Agra moving to English via HinglishMarch 11th, 2008 - 9:34 am ICT by admin
(Letter from Agra)
By Brij Khandelwal
Agra, March 11 (IANS) People are queuing up to enrol their children in English medium schools and Hinglish tabloids are flying off the newsstands in the city of the Taj as society here - like in much of India’s cities - undergoes a transition from having a minority of English speakers to a large number of those keen on learning the world’s most spoken language. Uttar Pradesh’s basic education department last week sent a proposal to the state cabinet to make teaching of English compulsory in all government schools from Class 1 onwards to ensure that they are at par with students of privately run institutions where English is the favoured medium of instruction.
“It is amazing how the wind has changed in favour of an alien language which everyone was opposing till the other day.
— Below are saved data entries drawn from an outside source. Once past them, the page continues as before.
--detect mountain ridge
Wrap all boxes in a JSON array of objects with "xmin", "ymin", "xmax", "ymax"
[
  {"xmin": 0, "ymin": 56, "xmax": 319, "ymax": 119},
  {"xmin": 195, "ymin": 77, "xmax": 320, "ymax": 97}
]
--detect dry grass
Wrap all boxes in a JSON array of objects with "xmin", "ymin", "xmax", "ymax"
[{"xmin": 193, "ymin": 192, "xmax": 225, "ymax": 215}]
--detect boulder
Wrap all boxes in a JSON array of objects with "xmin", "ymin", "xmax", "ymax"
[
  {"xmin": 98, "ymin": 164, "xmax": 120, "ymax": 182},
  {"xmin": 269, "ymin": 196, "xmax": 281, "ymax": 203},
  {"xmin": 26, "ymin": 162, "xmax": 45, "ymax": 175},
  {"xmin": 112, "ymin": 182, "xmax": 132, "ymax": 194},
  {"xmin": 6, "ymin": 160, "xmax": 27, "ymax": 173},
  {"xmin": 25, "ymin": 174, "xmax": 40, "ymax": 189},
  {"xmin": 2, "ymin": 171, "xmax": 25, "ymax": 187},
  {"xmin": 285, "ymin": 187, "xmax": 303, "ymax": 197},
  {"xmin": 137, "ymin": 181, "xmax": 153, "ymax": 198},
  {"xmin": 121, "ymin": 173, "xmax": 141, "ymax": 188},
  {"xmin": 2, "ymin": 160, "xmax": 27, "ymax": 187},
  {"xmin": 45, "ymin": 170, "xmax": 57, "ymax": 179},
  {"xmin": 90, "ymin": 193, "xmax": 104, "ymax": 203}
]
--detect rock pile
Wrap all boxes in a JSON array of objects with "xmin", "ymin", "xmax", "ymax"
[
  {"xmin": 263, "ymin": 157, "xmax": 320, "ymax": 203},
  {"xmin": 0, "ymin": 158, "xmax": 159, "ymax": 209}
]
Now everyone seems to be for English,” said former socialist leader Vinay Paliwal.
Samajwadi Party leader Subhash Jain gives free English tuitions to poor students twice a day as he feels it will open the doors to better job opportunities for them.
“A decade ago only a small group of people in Agra fluently spoke English. But now the scenario has changed completely. An increasing number of young boys and girls are enrolling for English classes. Parents no longer want their kids to be handicapped on the linguistic front,” said Meera, a schoolteacher.
As a result, dozens of establishments promising to make people fluent in English have mushroomed in and around Agra. Institutes for personality development and airhostess training, which are attracting students from small towns and villages across the state, also have modules on communication skills with special emphasis on English.
“Surprisingly, the students are getting picked up by big companies. Some even find sales jobs in new malls,” said Mahesh Dhakar, a culture critic.
According to social scientist Rajeshwar Prasad, former director of the Social Science Institute of the Dr. Bhim Rao Ambedkar University, the trend here is towards bilingualism.
“Most educated Indians today seem comfortable with both English and their mother tongue. Thus we have Hinglish, Pinglish, Binglish or Timlish,” he said, referring to the local variations of the English language that has a liberal sprinkling of local words in the daily lexicon.
At a national convention on Hindi teaching that was held here March 9, participants favoured the mixing of Hindi with English - known as Hinglish - for the first time.
“They felt this would help increase the acceptance of Hindi globally,” said Namvar Singh, a Hindi author and literary critic who participated in the convention.
The Hindi media in Agra has taken the Hinglish route and tabloids like I-Next, Compact and DLA, which are mainly in Hindi but liberally use English terms, have become very popular. The city now also has a local English daily called DLA-AM.
“Not just the contents and title, even the language and presentation is heavily English oriented,” notes educationist V.P. Singh who feels the “IT savvy generation nurtured by globalisation is taking to English like fish to water”.
Undoubtedly, the craze for learning English is rapidly increasing here and no one wants to be left out of the race to get better jobs and global opportunities.